Portrait Maximilians I. von Albrecht Dürer 

Köln – Ungeduldig warteten die Stadtoberen im Jahr 1505 auf dem Neumarkt. Wo steckte bloß König Maximilian I.? Seine Majestät hatte im Zunfthaus der Brauer in der Schildergasse Schutz vor einem Wolkenbruch gefunden. Einmal hier, machte er es sich gemütlich und entdeckte dabei seine Liebe zum Kölner Bier.

Maximilian I. zum ersten Mal mit 14 Jahren in Köln

Es war nicht Maximilians erster Besuch am Rhein. Schon im Winter 1473 war der damals 14-Jährige gemeinsam mit Vater Kaiser Friedrich III. hier gewesen. Auch damals hatte die Stadt für ihre hohen Gästen ein Fest auf dem Gürzenich gegeben, um ihnen zu ermöglichen, so berichtet eine Chronik, „die schönen Frauen von Köln zu besehen“.

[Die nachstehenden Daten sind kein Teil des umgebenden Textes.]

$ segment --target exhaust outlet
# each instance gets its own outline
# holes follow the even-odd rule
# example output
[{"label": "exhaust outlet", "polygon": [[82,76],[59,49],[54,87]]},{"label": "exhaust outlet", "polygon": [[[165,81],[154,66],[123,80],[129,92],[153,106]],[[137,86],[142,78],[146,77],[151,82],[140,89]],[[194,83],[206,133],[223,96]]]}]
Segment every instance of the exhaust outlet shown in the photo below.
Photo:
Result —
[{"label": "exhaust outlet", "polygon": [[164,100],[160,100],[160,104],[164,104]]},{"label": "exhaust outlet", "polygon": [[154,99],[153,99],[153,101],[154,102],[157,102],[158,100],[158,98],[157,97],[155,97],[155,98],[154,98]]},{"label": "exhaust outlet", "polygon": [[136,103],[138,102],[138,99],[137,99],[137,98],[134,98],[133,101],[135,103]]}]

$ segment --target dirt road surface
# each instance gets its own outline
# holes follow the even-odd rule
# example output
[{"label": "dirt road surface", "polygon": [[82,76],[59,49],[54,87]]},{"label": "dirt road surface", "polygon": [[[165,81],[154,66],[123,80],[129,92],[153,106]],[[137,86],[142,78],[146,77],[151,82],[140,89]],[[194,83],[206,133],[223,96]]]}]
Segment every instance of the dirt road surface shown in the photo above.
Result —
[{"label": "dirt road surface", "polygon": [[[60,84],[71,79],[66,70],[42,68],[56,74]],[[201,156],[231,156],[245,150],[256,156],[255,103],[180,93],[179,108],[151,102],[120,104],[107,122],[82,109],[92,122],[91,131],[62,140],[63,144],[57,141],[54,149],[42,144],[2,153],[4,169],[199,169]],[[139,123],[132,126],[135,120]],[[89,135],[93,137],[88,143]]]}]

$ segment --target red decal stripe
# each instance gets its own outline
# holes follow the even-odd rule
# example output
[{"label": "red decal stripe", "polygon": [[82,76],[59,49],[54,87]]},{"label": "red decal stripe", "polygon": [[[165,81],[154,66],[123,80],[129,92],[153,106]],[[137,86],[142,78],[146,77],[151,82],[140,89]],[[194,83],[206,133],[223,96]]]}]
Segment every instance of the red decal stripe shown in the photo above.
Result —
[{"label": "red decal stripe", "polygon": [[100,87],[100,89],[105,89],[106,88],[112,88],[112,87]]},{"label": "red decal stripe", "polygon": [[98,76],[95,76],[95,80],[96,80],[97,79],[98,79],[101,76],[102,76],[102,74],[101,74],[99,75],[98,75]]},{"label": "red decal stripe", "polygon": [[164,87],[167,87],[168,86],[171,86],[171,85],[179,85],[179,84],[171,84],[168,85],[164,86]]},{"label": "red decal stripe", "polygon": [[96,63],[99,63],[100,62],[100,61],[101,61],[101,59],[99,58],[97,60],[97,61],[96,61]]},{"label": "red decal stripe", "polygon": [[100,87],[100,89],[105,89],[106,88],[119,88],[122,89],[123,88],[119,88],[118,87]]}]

Portrait Maximilians I. von Albrecht Dürer 

Portrait Maximilians I. von Albrecht Dürer 

Eine Frau lockte Vater und Sohn im Sommer des Jahres 1477 wieder in die Stadt. Auf dem Weg nach Gent, wo Maximilian die bereits in Abwesenheit der Brautleute vollzogene Hochzeit mit Maria von Brabant feiern sollte, ging der Reisegesellschaft des finanziell stets klammen Friedrich III. Ende Juni in Köln das Geld aus.

Vier Wochen lang machten sie Zwischenstation, bis ihnen Margarete von York 100 000 Taler für die standesgemäße Weiterreise schickte. Die Hochzeit, die das Reich Habsburg um das reiche Burgund vergrößerte, war ein Politikum. Sie war der Auftakt einer Heiratspolitik, die den Habsburgern noch die böhmische, ungarische und spanische Krone sichern würde und somit das Weltreich schuf, über das Maximilians Enkel Karl V. regieren sollte.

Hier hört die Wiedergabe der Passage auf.